Harping back to the first section, this is one of the main reasons why it’s important to plan all of this out before you start putting your website together. If you believe your Ecommerce site will eventually host 100,000 products or more, it’ll need to be setup at the start to be able to cope with demand if you go the WooCommerce route.
WooCommerce can handle as many products as you might want to list, but some other factors come into play to help your site deal with delivery of so many products. While WooCommerce state you can host an infinite number of products, others speculate there may be a limit of around the one million product mark.
The website theme you choose can also play a role in how well your Ecommerce site performs regarding speed and stability. Complex themes can be slower even for basic websites, so choosing a simple theme with simple code will likely cause less of a bottleneck regarding product database size and heavy traffic volumes. There will also be less chance for glitches to occur when built with a more basic theme.
The Right Hosting Is Vital For Ecommerce Success
Just about any hosting company going around will be able to host your WordPress website, even if it has WooCommerce plugged into it. But not all web hosting companies are created equal and not all of the plans available are really suitable to hosting a large and popular Ecommerce store.
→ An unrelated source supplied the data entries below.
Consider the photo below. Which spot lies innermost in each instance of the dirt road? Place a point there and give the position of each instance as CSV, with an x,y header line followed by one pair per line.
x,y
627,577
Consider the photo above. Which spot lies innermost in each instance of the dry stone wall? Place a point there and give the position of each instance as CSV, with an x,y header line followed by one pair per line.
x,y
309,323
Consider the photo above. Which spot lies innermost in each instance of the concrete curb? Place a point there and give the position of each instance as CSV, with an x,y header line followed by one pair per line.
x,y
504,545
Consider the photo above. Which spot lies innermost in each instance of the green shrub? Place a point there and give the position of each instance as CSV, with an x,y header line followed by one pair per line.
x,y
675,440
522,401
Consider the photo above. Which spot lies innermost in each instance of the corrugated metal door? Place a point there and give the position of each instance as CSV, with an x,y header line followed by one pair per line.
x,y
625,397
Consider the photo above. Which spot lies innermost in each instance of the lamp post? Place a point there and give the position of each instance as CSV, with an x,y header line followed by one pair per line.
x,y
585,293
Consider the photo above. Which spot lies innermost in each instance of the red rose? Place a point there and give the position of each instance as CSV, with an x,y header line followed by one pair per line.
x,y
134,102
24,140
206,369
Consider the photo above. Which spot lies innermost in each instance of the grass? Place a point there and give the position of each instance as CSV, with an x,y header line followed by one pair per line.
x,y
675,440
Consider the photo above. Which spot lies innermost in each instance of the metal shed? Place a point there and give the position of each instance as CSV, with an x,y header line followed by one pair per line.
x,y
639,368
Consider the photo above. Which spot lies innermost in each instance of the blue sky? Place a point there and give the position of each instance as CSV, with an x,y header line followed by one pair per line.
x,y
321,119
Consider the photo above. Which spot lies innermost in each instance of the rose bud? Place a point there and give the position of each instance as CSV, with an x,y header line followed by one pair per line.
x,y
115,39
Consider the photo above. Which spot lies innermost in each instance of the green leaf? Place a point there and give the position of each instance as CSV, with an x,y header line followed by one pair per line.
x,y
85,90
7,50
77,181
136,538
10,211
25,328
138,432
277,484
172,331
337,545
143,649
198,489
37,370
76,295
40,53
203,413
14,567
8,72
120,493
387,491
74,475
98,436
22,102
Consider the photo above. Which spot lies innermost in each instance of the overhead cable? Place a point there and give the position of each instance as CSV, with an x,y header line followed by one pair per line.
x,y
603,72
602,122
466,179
The cheaper shared hosting is generally okay for small websites and blogs, but if your goal is a large-scale Ecommerce website built with WordPress and WooCommerce, then you’ll really want to find a web host that offers quality dedicated WordPress hosting. This type of hosting is specifically designed for the WordPress platform and can handle large amounts of traffic, provide stability and can also help keep your site secure regarding transactions and product purchases.
Other Ecommerce Options
Along with WordPress/WooCommerce, you have the options of Magento, Shopify and BigCommerce to choose from for your Ecommerce site. Magento is great in that it’s an open source platform, which means the code is easily customisable. Magento is nowhere near as user-friendly though, so you’ll definitely want to enlist the help of a Magento web developer.
Source: https://enlyft.com/tech/products/woocommerce
Shopify and BigCommerce are robust Ecommerce platforms too, but these are integrated systems and you find yourself at their mercy if they decide to increase their fees. They’re also not very customisable and often not very SEO friendly. That’s not good for business.
What about a custom build?
In a Custom build the developer doesn’t use an off the shelf platform like WordPress or Magento, but instead builds the site from scratch and codes the entire thing themselves:
Pros
- You can get exactly what you want
Cons:
- More expensive usually
- You’re locked in with that developer, new developers will invariably declare it needs to be rebuilt
- No guarantee that their code is best practice, efficient and optimised/organised
- Every little change would cost money whereas off the shelf systems use plugins or extensions
- No official support, upgrades, patches etc
- No guarantees about SEO friendliness.
Conclusion
The answer to the initial question is yes, WordPress combined with WooCommerce and dedicated WordPress hosting is suitable for large scale Ecommerce websites, with loads of products and high traffic numbers. It’s still recommended to consult with, and have a web developer create the site for you.
Magento is an excellent alternative, but is more expensive and definitely requires the help of a Magento expert.
Both Magento and WooCommerce are well-suited to large scale Ecommerce websites.